= Wilcrest Baptist Church =

Church in Houston, Texas, USA

Wilcrest Baptist Church is a Baptist church in Houston Texas. It is affiliated with the Southern Baptist Convention.

==History==
Wilcrest was founded in 1970 in what was then the primarily Caucasian suburb of Alief, Texas, later annexed as part of Houston. The congregation matched the racial make-up of the community. However, during the 1980s the neighborhood had changed due to a phenomenon sometimes called white flight and had become primarily African-American.

In 1989, the New York Times profiled a wedding conducted in Mandarin, between two graduate students from China whose parents could not attend because of travel restrictions in the wake of the Tiananmen Square Massacre By the early 21st Century the neighborhood around Wilcrest had not only multi-generational blacks, whites, and Latinos, but also new immigrants from Mexico, Nigeria, Cuba, Haiti, and Vietnam.

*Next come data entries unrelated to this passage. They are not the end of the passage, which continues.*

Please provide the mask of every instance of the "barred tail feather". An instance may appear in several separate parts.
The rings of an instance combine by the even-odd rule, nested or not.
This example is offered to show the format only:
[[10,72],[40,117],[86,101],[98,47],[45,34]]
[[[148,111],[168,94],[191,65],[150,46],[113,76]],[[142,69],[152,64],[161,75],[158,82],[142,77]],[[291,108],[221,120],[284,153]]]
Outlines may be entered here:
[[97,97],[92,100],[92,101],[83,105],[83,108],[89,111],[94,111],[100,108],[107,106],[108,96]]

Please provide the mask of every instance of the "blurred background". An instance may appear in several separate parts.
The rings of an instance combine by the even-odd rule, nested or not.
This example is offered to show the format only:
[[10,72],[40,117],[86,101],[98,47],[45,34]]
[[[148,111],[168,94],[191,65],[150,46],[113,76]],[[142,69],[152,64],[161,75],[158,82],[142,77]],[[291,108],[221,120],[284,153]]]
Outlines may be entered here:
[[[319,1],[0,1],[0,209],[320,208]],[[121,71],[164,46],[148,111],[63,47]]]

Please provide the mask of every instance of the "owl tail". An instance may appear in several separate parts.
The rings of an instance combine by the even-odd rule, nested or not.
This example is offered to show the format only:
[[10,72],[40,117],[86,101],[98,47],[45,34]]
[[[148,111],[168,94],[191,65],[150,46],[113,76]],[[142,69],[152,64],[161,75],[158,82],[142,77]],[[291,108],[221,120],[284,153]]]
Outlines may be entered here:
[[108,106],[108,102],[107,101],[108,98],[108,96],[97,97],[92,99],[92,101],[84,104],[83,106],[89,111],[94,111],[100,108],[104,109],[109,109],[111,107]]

Former pastor Rodney Woo took over the church in 1992, by which time church membership was only 180 members and attendance was down to 200 per service. Himself interracial (his mother is white; his father part Chinese-American), Woo attended an all-black high school in Port Arthur, Texas. Although there were some calls from members to keep the church segregated, Woo quickly convinced the church to reach out to Christians from many backgrounds, and eventually built attendance up to about 500, including members from 47 nations. Dr. Woo left the church in 2010 to become pastor of International Baptist Church in Singapore.

In 2009, Dr. Rodney Woo wrote, The Color of Church: A Biblical and Practical Paradigm for Multiracial Churches, a book that documents the story of Wilcrest Baptist Church and how other churches can learn to develop more multi-ethnic church congregations.

In June 2011 Jonathan Williams became the senior pastor of Wilcrest Baptist Church.

Since August 2022 Dr. Timothy Melton now serves as the senior pastor at Wilcrest Baptist Church.